Difference (Δ) between the PGA (a), 0.15 s (b), 1 s (c), and 2 s (d) spectral acceleration hazard values for an MRP of 475 years computed by using the GMPEs in Table 1 and the hazard values obtained from the multi-SAF approach for the site of Mirandola (MRN). Underestimations with respect to the multi-SAF estimates are indicated by black bars. Bars in gray indicate overestimation

Fig. 8
figure 8

Same as Fig. 7 but for the site of Soncino (SNC)

Fig. 9
figure 9

Same as Fig. 7 but for the site of Peglio (PGL)

6 Discussion and conclusions

Based on our results, reliable large-scale hazard mapping of Italy inclusive of site effects can be achieved through a conventional PSHA based on a restricted number of GMPEs. In particular, if the same input assumptions considered in this work are adopted, two GMPEs, BND14gt and ITA10, appears appropriate. Their relative scores might serve as ‘weights’ expressing the degree of belief in the selected models which, as a first step, were assumed equiprobable. Note that in the application presented here, we have not taken into account the epistemic uncertainties related, for instance, to earthquake sources, activity rates, b-values, and maximum magnitude. We have simply varied one GMPE at a time while keeping constant a particular set of input assumptions, which, in our case, is that providing hazard results closer to the median values obtained using the entire logic tree adopted for the PSHA of Italy (Barani et al. 2009). In the case of logic tree applications, a multi-factorial approach (e.g., Rabinowitz and Steinberg 1991; Barani et al. 2007) is advisable, thus to account for all epistemic uncertainties into the annual rates of exceedance associated with each branch to be examined. Actually, indeed, the results of a logic-tree-based PSHA are influenced by all assumptions considered in the logic tree. As a consequence, the results of the scoring test are dependent on the entire hazard model adopted. In other words, the score associated with a particular assumption of the PSH model is influenced by the remaining logic-tree branches. The advantage of a multi-factorial approach is that it allows one to evaluate the effect on the hazard introduced by the uncertainty of a single assumption by simultaneously varying all other input parameters and models. In such a way, all epistemic uncertainties are carried across into the annual rate of exceedance of a certain level of ground motion (or alternatively, into the ground motion that is exceeded with a certain probability) associated with a particular branch of the logic tree. In this perspective, the empirical scoring test presented here can be profitably applied to evaluate the likelihood of the various components of a PSH model. This can be helpful to prune unlikely branches from “leafy” logic trees.

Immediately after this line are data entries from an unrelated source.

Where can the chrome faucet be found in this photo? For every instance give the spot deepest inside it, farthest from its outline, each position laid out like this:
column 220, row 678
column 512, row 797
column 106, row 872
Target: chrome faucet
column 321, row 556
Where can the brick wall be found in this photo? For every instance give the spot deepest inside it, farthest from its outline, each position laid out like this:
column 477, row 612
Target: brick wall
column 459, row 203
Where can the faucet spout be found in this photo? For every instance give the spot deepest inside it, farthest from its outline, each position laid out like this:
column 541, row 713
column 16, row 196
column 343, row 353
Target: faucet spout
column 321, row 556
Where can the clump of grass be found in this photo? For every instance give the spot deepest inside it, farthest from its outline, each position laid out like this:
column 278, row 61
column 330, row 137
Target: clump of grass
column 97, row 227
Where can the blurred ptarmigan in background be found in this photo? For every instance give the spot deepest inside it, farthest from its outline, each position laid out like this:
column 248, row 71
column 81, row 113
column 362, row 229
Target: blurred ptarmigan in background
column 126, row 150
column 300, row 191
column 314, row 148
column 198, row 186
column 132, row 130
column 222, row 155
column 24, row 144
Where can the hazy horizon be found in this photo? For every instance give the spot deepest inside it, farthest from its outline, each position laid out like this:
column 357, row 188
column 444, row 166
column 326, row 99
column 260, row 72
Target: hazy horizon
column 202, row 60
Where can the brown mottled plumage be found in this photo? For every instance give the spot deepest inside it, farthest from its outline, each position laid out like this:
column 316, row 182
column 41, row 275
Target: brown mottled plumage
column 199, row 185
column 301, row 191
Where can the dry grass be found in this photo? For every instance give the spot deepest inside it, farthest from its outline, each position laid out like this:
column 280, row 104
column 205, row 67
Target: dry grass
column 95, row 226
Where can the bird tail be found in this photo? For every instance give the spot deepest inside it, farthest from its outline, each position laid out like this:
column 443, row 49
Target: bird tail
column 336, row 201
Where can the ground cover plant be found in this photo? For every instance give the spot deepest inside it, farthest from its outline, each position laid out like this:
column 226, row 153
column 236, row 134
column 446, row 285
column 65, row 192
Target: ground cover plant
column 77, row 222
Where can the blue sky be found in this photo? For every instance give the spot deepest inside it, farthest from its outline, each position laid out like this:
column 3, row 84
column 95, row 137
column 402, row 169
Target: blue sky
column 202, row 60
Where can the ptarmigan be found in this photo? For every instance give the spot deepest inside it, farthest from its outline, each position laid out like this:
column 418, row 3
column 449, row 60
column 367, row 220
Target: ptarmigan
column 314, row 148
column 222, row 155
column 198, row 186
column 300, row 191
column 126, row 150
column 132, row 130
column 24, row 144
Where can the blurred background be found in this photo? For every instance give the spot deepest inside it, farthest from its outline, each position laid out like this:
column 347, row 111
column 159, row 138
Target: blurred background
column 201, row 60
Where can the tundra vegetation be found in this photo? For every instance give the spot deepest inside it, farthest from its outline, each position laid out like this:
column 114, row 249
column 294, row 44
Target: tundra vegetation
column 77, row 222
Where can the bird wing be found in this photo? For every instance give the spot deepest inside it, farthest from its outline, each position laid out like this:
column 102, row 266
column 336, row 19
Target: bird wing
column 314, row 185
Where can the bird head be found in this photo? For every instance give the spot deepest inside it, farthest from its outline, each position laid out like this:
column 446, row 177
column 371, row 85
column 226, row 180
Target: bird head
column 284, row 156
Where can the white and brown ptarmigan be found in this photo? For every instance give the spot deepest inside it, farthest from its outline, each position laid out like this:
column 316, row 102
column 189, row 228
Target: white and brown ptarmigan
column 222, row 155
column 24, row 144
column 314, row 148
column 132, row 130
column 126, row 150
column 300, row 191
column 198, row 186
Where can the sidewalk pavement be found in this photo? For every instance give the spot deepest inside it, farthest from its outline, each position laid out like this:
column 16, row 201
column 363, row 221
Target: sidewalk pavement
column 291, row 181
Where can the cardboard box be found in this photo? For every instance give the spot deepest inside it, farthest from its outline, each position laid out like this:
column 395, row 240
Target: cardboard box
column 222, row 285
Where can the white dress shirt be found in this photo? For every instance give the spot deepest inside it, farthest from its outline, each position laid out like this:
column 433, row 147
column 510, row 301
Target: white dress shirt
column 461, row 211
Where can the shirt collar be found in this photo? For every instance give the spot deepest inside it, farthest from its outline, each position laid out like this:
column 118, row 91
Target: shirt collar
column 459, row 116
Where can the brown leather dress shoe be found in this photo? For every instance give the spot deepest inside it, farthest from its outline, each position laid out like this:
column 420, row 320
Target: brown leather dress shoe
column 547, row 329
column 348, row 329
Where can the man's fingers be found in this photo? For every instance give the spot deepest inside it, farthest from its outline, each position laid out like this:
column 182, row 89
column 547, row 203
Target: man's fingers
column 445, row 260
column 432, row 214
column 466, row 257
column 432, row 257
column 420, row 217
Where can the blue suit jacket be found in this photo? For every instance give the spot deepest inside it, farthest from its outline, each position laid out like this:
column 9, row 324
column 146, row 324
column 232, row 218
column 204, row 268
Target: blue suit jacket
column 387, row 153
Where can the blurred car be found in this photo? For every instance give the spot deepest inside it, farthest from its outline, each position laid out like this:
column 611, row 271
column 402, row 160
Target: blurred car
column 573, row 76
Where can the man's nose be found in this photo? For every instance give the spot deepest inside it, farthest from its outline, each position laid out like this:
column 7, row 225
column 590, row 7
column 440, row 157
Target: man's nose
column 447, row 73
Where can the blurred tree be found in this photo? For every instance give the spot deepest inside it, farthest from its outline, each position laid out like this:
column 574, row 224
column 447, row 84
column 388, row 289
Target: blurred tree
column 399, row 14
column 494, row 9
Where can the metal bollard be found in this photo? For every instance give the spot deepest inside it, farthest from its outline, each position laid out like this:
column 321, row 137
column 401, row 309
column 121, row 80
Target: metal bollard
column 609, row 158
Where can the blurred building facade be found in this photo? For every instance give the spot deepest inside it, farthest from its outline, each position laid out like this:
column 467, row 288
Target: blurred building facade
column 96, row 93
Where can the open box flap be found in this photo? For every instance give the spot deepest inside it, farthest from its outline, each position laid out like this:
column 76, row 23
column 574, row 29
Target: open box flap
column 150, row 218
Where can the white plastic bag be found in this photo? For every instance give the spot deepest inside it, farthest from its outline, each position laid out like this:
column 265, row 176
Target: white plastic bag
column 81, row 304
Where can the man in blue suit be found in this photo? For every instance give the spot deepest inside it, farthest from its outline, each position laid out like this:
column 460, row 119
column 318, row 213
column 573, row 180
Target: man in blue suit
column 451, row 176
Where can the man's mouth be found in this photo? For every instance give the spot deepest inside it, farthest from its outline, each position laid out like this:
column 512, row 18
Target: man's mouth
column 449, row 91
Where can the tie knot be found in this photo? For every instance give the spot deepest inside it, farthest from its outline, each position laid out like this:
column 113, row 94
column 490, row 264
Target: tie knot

Although the use of GMPEs for generic site conditions is found to be particularly appropriate for large scale soil hazard applications, some caution is required in handling the assessed hazard. At specific sites or in particular areas, such an approach could lead to hazard estimates that may be either over-conservative (e.g., in the case of non-linear soil response) or under-conservative with respect to those determined by the application of more rigorous site-specific PSH approaches, particularly in the frequency range around the site fundamental frequency. This should be carefully considered by the final users of large-scale soil hazard maps, especially when handling such estimates in specific regions characterized by particular geological conditions and/or for the design of important facilities for which, however, site-specific approaches are strongly recommended (e.g., Abrahamson et al. 2004; Rodriguez-Marek et al. 2014).